Set it and forget it OCR

Jul 26
2010

My office is a paper monster. Paper comes in and never leaves intact. The scary part is how fast this happens. Paper in hand, review its contents and asses its value, scan it, shred it. Usually within minuets of its existence. The value of set it and forget it OCR is tremendous, but you have to be comfortable.

Set it and forget it OCR is where you take your OCR product and configure it to automatically process any images that appear in a certain folder. For my office, I scan to an “input” folder and all the resulting compressed and OCR’ed PDF files end up in the “File Cabinet” folder. My strategy will not work for the timid because basically I’m relying solely on the power of OCR text and search to retrieve documents when I need them. Most would rather configure their ADF scanner to have a setting or folder for each particular class of documents. Most document scanners anymore have as few as 9 and as many as 99 destinations you can program. You can set each destination as its own input folder with its own OCR settings with its own output folder.
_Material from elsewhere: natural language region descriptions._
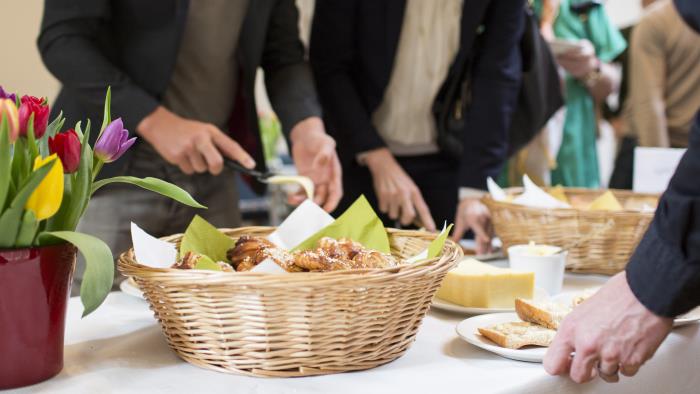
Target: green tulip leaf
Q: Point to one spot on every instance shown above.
(5, 162)
(437, 244)
(154, 185)
(27, 229)
(9, 223)
(107, 115)
(99, 266)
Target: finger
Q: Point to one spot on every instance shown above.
(423, 212)
(557, 360)
(215, 163)
(197, 161)
(231, 149)
(583, 365)
(320, 194)
(186, 166)
(335, 186)
(408, 213)
(629, 370)
(394, 206)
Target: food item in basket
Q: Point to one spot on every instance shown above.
(475, 284)
(515, 335)
(605, 202)
(330, 255)
(582, 296)
(546, 314)
(191, 260)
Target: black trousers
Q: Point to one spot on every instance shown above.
(435, 175)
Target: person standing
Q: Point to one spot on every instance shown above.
(588, 81)
(619, 328)
(182, 77)
(664, 79)
(379, 67)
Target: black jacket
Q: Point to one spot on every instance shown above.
(664, 272)
(352, 51)
(132, 45)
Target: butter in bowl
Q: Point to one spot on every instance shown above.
(546, 261)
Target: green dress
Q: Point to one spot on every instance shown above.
(577, 160)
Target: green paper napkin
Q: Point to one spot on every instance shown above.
(205, 239)
(359, 223)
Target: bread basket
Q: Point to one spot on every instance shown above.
(297, 324)
(598, 241)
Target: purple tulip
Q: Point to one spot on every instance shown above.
(113, 142)
(4, 94)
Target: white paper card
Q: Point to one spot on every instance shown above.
(496, 192)
(654, 167)
(534, 196)
(269, 267)
(151, 251)
(306, 220)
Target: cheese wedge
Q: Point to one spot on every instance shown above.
(605, 202)
(478, 285)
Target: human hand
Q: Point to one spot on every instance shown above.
(475, 216)
(314, 156)
(398, 195)
(579, 62)
(610, 332)
(191, 145)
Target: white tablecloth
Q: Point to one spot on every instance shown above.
(120, 349)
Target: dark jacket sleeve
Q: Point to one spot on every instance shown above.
(664, 272)
(496, 79)
(333, 51)
(69, 47)
(288, 77)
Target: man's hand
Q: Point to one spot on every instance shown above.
(579, 62)
(398, 195)
(314, 156)
(475, 216)
(191, 145)
(610, 332)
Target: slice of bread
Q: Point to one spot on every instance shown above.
(546, 314)
(515, 335)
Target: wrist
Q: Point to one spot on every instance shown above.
(377, 157)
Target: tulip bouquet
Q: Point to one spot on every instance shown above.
(47, 177)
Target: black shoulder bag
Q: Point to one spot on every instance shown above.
(539, 97)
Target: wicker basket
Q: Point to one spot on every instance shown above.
(299, 324)
(598, 241)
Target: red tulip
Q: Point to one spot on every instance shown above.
(67, 146)
(33, 105)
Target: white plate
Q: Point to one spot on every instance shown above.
(129, 287)
(683, 320)
(439, 303)
(468, 330)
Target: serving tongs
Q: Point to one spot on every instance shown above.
(273, 178)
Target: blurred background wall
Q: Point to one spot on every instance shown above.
(21, 68)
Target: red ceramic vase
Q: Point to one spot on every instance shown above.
(34, 289)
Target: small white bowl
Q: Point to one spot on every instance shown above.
(547, 262)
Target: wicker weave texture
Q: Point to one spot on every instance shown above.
(299, 324)
(598, 241)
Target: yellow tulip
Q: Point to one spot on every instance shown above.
(46, 198)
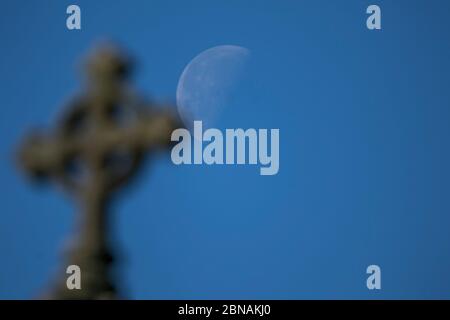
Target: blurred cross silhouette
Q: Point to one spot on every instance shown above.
(97, 147)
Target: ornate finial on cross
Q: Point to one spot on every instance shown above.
(97, 147)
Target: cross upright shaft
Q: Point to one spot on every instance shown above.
(98, 147)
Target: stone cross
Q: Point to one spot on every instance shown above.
(98, 146)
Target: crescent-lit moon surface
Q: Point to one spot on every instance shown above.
(207, 81)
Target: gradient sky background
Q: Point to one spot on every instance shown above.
(364, 162)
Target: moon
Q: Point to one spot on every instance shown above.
(207, 82)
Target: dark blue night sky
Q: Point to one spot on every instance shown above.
(364, 149)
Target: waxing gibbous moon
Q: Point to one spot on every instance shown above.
(207, 82)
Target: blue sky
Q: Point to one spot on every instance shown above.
(364, 152)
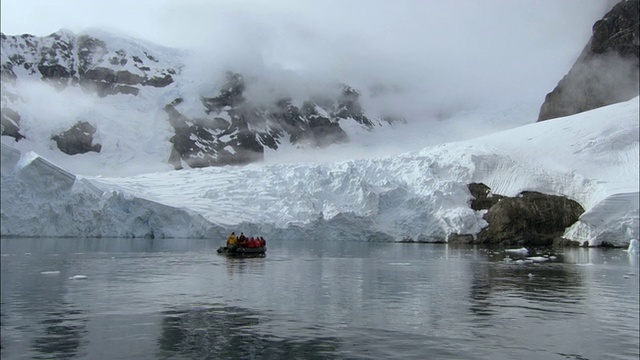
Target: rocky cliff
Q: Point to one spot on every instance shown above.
(226, 125)
(607, 70)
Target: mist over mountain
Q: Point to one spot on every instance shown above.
(297, 85)
(607, 70)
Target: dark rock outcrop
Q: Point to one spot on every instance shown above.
(10, 122)
(229, 128)
(63, 59)
(607, 70)
(236, 131)
(77, 140)
(529, 219)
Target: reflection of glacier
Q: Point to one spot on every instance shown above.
(591, 157)
(233, 333)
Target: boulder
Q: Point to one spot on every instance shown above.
(529, 219)
(77, 140)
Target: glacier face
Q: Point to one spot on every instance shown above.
(590, 157)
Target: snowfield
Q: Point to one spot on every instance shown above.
(590, 157)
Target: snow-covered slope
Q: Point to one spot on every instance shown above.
(591, 157)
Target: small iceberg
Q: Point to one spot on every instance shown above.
(54, 272)
(521, 251)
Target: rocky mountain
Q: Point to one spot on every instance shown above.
(607, 70)
(220, 127)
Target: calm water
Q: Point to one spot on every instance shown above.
(179, 299)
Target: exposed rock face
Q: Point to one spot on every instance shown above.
(236, 131)
(607, 70)
(77, 140)
(226, 129)
(529, 219)
(62, 59)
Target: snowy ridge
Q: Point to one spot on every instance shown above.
(591, 157)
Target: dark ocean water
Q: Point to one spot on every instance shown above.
(179, 299)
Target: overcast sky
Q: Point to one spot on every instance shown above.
(439, 51)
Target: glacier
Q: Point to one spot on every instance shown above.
(591, 157)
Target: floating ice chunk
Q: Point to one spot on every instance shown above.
(521, 251)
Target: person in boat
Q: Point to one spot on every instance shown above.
(242, 240)
(253, 243)
(232, 242)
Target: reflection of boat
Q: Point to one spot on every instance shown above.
(240, 251)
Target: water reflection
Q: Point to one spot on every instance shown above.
(63, 334)
(546, 286)
(224, 332)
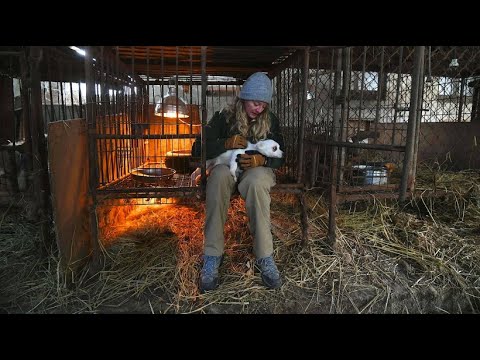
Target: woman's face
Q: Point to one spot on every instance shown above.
(254, 108)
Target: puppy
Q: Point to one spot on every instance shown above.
(269, 148)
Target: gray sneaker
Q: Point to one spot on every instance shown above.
(209, 273)
(269, 272)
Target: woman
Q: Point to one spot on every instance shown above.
(248, 118)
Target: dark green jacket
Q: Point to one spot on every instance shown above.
(217, 131)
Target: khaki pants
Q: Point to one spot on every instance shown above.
(254, 188)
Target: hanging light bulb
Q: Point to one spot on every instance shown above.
(454, 62)
(172, 105)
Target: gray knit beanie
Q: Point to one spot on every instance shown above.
(258, 87)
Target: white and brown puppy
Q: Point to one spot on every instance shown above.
(269, 148)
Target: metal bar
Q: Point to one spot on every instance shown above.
(380, 90)
(39, 148)
(93, 163)
(407, 162)
(346, 66)
(204, 120)
(462, 97)
(306, 63)
(333, 169)
(397, 93)
(418, 124)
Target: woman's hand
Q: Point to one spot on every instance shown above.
(247, 161)
(235, 142)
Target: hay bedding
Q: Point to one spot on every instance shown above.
(419, 258)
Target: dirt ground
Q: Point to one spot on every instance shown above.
(386, 260)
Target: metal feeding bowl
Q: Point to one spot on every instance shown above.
(152, 173)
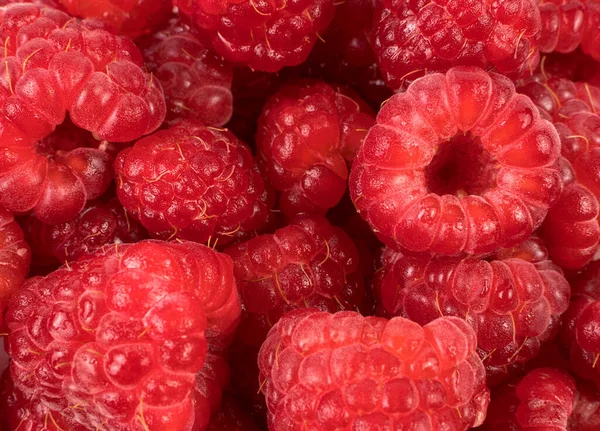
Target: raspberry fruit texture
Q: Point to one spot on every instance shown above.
(193, 182)
(411, 38)
(424, 186)
(512, 304)
(99, 224)
(122, 334)
(263, 35)
(543, 399)
(196, 82)
(131, 18)
(306, 134)
(347, 372)
(15, 256)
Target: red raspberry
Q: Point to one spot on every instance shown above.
(122, 334)
(344, 371)
(56, 63)
(15, 257)
(513, 305)
(128, 17)
(99, 224)
(542, 400)
(193, 182)
(411, 38)
(197, 83)
(263, 35)
(306, 133)
(425, 186)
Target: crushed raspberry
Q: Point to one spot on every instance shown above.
(193, 182)
(410, 182)
(306, 135)
(122, 334)
(196, 82)
(261, 34)
(412, 38)
(346, 371)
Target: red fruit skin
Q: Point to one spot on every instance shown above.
(101, 223)
(513, 305)
(349, 372)
(263, 35)
(122, 334)
(542, 400)
(412, 38)
(306, 133)
(15, 256)
(504, 181)
(193, 182)
(131, 18)
(196, 82)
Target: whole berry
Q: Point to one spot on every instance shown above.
(128, 17)
(193, 182)
(512, 304)
(306, 133)
(543, 399)
(348, 372)
(196, 82)
(122, 334)
(412, 38)
(263, 35)
(15, 257)
(456, 164)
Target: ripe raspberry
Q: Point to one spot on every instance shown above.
(512, 304)
(263, 35)
(424, 186)
(193, 182)
(411, 38)
(306, 133)
(99, 224)
(15, 257)
(131, 18)
(197, 83)
(542, 400)
(56, 63)
(345, 371)
(122, 334)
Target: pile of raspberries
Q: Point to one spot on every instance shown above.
(300, 215)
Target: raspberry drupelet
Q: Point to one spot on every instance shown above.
(512, 304)
(196, 82)
(457, 163)
(306, 135)
(542, 400)
(261, 34)
(412, 38)
(122, 334)
(131, 18)
(347, 372)
(193, 182)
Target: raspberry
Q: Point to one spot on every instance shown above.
(121, 334)
(512, 304)
(263, 35)
(197, 83)
(425, 187)
(55, 64)
(193, 182)
(99, 224)
(411, 38)
(543, 399)
(128, 17)
(345, 371)
(15, 257)
(306, 133)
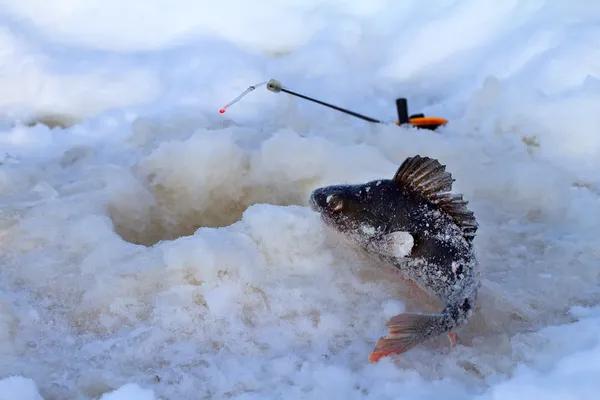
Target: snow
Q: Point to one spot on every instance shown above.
(151, 247)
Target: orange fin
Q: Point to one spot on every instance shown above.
(405, 332)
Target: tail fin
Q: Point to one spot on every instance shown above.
(406, 332)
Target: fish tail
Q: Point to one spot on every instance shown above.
(409, 330)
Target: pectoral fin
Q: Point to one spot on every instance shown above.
(396, 244)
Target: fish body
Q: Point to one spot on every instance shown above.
(413, 223)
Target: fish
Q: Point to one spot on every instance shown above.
(414, 224)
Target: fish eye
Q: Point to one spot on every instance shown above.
(336, 202)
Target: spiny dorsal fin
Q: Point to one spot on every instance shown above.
(429, 178)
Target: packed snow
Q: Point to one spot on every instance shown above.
(152, 248)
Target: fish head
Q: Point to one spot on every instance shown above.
(347, 209)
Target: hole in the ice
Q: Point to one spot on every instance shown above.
(167, 212)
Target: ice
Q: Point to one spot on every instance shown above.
(151, 247)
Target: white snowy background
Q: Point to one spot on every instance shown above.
(152, 248)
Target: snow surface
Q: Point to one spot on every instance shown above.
(154, 248)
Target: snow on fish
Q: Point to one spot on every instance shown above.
(414, 223)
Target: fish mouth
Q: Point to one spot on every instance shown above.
(312, 201)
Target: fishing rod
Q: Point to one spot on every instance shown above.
(416, 120)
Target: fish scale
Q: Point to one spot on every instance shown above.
(415, 207)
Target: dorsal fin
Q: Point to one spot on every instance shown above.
(429, 178)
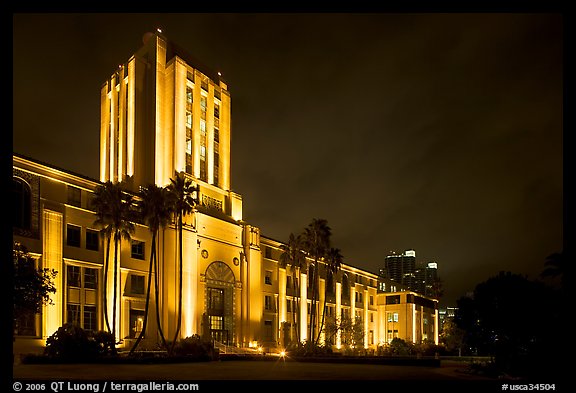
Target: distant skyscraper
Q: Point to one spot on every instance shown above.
(402, 268)
(431, 280)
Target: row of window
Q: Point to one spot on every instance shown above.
(92, 241)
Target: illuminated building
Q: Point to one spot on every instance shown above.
(427, 279)
(401, 268)
(162, 112)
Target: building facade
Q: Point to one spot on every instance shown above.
(162, 112)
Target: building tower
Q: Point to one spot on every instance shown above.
(163, 112)
(402, 268)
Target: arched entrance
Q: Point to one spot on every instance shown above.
(219, 304)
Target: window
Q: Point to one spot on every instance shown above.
(188, 119)
(330, 283)
(74, 196)
(137, 284)
(73, 233)
(189, 96)
(92, 240)
(73, 314)
(136, 322)
(216, 322)
(137, 249)
(393, 299)
(90, 278)
(215, 300)
(73, 276)
(268, 330)
(345, 287)
(21, 204)
(90, 318)
(82, 296)
(216, 165)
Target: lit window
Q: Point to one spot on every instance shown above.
(73, 235)
(21, 204)
(90, 278)
(92, 240)
(73, 276)
(74, 196)
(189, 95)
(137, 251)
(90, 318)
(137, 284)
(189, 119)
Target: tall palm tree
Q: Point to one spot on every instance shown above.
(183, 196)
(333, 263)
(114, 214)
(293, 255)
(102, 194)
(154, 209)
(557, 266)
(317, 243)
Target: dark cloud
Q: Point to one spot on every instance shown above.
(438, 132)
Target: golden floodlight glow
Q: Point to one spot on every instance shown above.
(53, 260)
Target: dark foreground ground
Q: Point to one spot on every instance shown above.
(242, 370)
(258, 375)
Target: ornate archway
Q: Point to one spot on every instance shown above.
(219, 302)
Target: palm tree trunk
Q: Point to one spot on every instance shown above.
(296, 315)
(105, 285)
(313, 304)
(179, 321)
(156, 290)
(144, 324)
(115, 295)
(323, 315)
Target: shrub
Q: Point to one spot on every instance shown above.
(194, 346)
(71, 342)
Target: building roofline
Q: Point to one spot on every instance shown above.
(17, 157)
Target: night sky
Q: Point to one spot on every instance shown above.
(440, 133)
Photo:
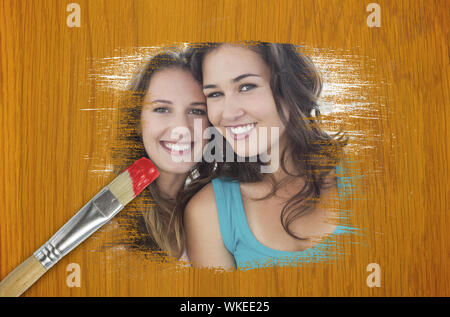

I know I can do this because I know what settings it takes to get the quality of OCR I would need to at least have one or more usable keyword on the document for search.  And after-all, I’m an expert in OCR so to not use it everyday would be crazy in its own right. I’ve yet to be proven wrong, my “File Cabinet” abyss has always given me the information I need at the time I asked for it and sometimes even new information I did not realize I had.

Now for you records management folks shaking your head, I understand your complaint. It should not be about my approach but should be about what I do with the final paper product. For those items that are for legal or business reasons that are deemed as a record by your taxonomy, they should be filed as such, perhaps scanned again as a record, and for heavens sake if you are not supposed to, don’t destroy it!

The purpose of my madness is to touch paper as little as possible, and get information only when I need it. I am an extremist, but I assure you there is serious value, and a little fun in the set it and forget it OCR technique.

Chris Riley – About

Find much more about document technologies at www.cvisiontech.com.

Down and dirty paperless office

Jul 11
2010

In my office, paper comes in, is reviewed for value, gets scanned, and shredded or filed. I have setup a system that allows me to very efficiently scan documents to my “digital file cabinet”. Here is a quick guide on how I do it!

What you will need:

  1. An unused computer attached to your network

  2. Google Desktop Search with network browsing enabled

  3. A document scanner

  4. A server based automatic OCR product

  5. A file compression product ( optional but recommended )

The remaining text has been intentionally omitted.